BAB I
PENDAHULUAN
A.
Latar Belakang Masalah
Adapun
pembahsan pemakalah kali ini yaitu, tentang bolehkah seseoeang menyewa orang
lain untuk melakukan suatu ibadah fardhu seperti shalat, puasa dll.
Dari pembaasan pemakalah nanti kita dapat mengetahui di perbolehkan,
atau tidak nya kita seseorang menyewa orang lain untuk melakukan ibadah fardhu.
B.
Rumusan Masalah
1.
Mencari
sebaba tidak diperbolehkan nya menyewa orang untuk melakukan ibadah fardhu.
BAB II
PEMBAHASAN
A. MENYEWA ORANG UNTUK MELAKUKAN IBADAH
FARDHU
Ibadah ada yang bersifat mahdhah dan yang bersifat tidak
mahdhah (campuran/berbaur dengan hal yang tidak termasuk ibadah). Jika
seseorang melakukan ibadah mahdhah yang
bersifat fardhu’ain, maka tidak boleh/tidak
sah ia meminta upah atas Apa yang dilakukan itu.

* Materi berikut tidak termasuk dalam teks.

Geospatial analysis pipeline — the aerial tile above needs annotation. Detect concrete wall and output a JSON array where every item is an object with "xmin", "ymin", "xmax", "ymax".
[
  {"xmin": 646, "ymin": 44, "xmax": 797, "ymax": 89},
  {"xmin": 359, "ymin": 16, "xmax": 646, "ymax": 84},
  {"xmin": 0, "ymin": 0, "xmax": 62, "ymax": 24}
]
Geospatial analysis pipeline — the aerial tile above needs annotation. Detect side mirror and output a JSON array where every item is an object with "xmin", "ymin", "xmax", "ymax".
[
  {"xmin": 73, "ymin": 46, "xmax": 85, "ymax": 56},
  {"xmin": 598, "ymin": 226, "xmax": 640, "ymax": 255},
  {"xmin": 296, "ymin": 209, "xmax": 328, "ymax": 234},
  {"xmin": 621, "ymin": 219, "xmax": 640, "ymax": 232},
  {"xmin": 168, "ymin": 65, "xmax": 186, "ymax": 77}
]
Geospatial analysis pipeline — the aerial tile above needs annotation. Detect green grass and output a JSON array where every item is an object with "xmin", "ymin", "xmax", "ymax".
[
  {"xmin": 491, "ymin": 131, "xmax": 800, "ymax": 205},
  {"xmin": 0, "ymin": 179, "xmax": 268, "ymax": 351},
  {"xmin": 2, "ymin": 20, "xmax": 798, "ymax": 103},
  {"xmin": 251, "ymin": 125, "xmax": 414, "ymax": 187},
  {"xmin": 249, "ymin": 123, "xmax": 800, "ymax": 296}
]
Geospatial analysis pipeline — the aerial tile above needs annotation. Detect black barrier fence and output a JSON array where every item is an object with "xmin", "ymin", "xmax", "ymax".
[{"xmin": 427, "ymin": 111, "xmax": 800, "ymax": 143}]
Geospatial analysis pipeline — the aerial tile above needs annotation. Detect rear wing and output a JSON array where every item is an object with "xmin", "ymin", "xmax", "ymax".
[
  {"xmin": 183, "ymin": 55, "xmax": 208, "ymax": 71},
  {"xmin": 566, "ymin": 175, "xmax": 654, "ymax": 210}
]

Demikian diriwayatkan, “Adapun sesuatu yang manfaat dari
perbuatan sesuatu tersebut hanya untuk pelakunya saja, termasuk ibadah mahdhah
semisal shalat dan puasa, yang manfaatnya tidak bisa dipindahkan ke orang lain,
maka tidak diperbolehkan ia mengambil upah dari perbuatan upahnya ini.” Atas
hal ini tidak ada perbedaan pendapat ulama.

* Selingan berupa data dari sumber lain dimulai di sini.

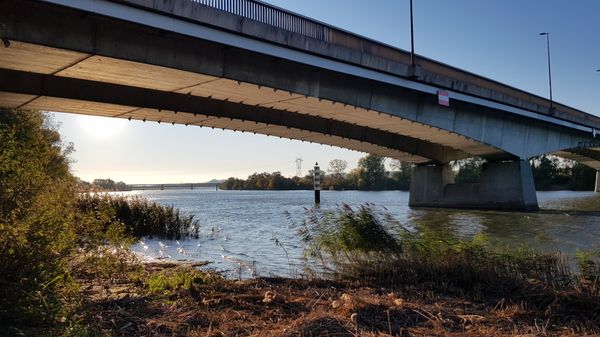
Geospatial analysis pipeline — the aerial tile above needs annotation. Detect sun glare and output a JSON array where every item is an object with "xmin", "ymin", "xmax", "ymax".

Contohnya, “silahkan Anda melakukan
shalat Dzuhur atas nama saya, dengan bayaran sekian dan sekian”. Hal ini tidak
halal karena ia mendzalimi orang yang diberi uang. Kewajiban yang diberi uang
gugur, ia tidak berdosa; namun kewajiban orang yang membayar tidak gugur, ia
tetap berdosa karena tidak shalat.[1]
Menurut kalangan madzhab Hanafi, tidak diboleh kan transaksi
ijarah dalam perbuatan ibadah (ketaatan), seperti menyewa orang untuk
shalat, puasa, atau membaca Al Quran yang pahala nya dihadiahkan kepada si
penyewa atau kerabat si penyewa. Pelaku semua pekerjaan ini diharamkan
mengambil upah darinya. Hal ini didasarkan pada sabda Nabi saw yang mana
artinya:
“Bacalah
Al-Quran dan jangan mencari makan dengan itu.” (HR. Ahmad)

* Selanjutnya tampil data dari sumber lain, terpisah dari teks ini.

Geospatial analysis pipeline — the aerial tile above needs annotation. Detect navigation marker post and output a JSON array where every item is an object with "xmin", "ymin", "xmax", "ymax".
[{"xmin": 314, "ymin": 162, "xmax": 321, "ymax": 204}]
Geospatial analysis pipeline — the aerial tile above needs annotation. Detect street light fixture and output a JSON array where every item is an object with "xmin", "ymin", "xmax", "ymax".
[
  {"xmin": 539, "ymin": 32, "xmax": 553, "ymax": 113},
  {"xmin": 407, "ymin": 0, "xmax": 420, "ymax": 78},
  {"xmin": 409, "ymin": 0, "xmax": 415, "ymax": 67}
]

Menurut kalangan madzhab Hambali, tidak dianggap sah
transaksi ijarah yang dilakukan dalam pekerjaan adzan dan iqamat, pengajaran
Al-Quran, fiqh dan hadis, dan qadha puasa. Pelaku semua pekerjaan ini
diharamkan mengambil upah darinya.[2]
Adapun
menurut kalangan madzhab Maliki, Asy-Syafi’I dan Ibnu Hazm, dibolehkan
mengambil upah dari pekerjaan mengajarkan Al-Quran dan ilmu agama. Sebab, ini
merupakan transaksi ijarah atas suatu pekerjaan yang diketahui dan tenaga yang
diketahui pula. Ibnu Hazm berkata, “Transaksi ijarah boleh dilakukan
dalam pengajaran Al-Quran dan ilmu agama, baik secara bulanan maupun
sekaligus.”
Namun upah atas suatu ibadah yang
manfaatnya dapat diterima/dinikmati oleh banyak orang, misalnya mengajarkan Al
Qur’an, bagaimana? Bagi pengajar adalah ibadah, sedang bagi yang diajar beroleh
manfaat bisa membaca AL Qur’an.
Contoh yang lain, mengajarkan ilmu-ilmu keislaman. Bagi yang
mengajar adalah ibadah taqarub kepada Allah. Dan bagi yang belajar akan lebih
mengetahui ilmu, perintah, larangan dari Allah. Termasuk pada penyampain fatwa,
adalah ibadah bagi ia. Dan orang lain akan tau tentang hal yang difatwakan.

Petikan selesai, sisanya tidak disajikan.